When dealing with imbalanced multi-class classification problems, XGBoost’s sample_weight
parameter can be used to assign weights to instances based on class frequencies.
Scikit-learn’s compute_sample_weight
function provides a convenient way to calculate sample weights for imbalanced datasets.
This example demonstrates how to use compute_sample_weight
to set the sample_weight
parameter in XGBoost for training on an imbalanced multi-class dataset.
We’ll generate a synthetic imbalanced multi-class dataset using scikit-learn, train an XGBClassifier with the computed sample weights, and evaluate the model’s performance using a confusion matrix and classification report.
from sklearn.datasets import make_classification
from sklearn.model_selection import train_test_split
from xgboost import XGBClassifier
from sklearn.metrics import confusion_matrix, classification_report
from sklearn.utils import compute_sample_weight
# Generate an imbalanced synthetic multi-class dataset
X, y = make_classification(n_samples=1000, n_classes=3, n_clusters_per_class=1, weights=[0.7, 0.2, 0.1], random_state=42)
# Split data into train and test sets
X_train, X_test, y_train, y_test = train_test_split(X, y, test_size=0.2, random_state=42)
# Compute sample_weight using compute_sample_weight
sample_weight = compute_sample_weight('balanced', y_train)

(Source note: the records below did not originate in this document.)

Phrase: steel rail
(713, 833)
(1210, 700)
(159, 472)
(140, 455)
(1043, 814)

# Initialize XGBClassifier
model = XGBClassifier(random_state=42)
# Train the model with sample_weight
model.fit(X_train, y_train, sample_weight=sample_weight)
# Generate predictions
y_pred = model.predict(X_test)
# Evaluate the model
print("Confusion Matrix:")
print(confusion_matrix(y_test, y_pred))
print("\nClassification Report:")
print(classification_report(y_test, y_pred))
The compute_sample_weight
function takes the 'balanced'
mode, which calculates sample weights inversely proportional to class frequencies in the input data. By passing the training labels y_train
to compute_sample_weight
, we obtain an array of sample weights that assign higher weights to instances from underrepresented classes.
We then initialize an XGBClassifier and train it using the computed sample_weight
. This ensures that the model gives more importance to instances from minority classes during training, effectively addressing the class imbalance.
Evaluating the model using the confusion matrix and classification report provides insights into its performance on the imbalanced multi-class test data. By comparing these metrics with those obtained from training without sample weights, you can assess the effectiveness of using compute_sample_weight
to handle multi-class imbalance in XGBoost.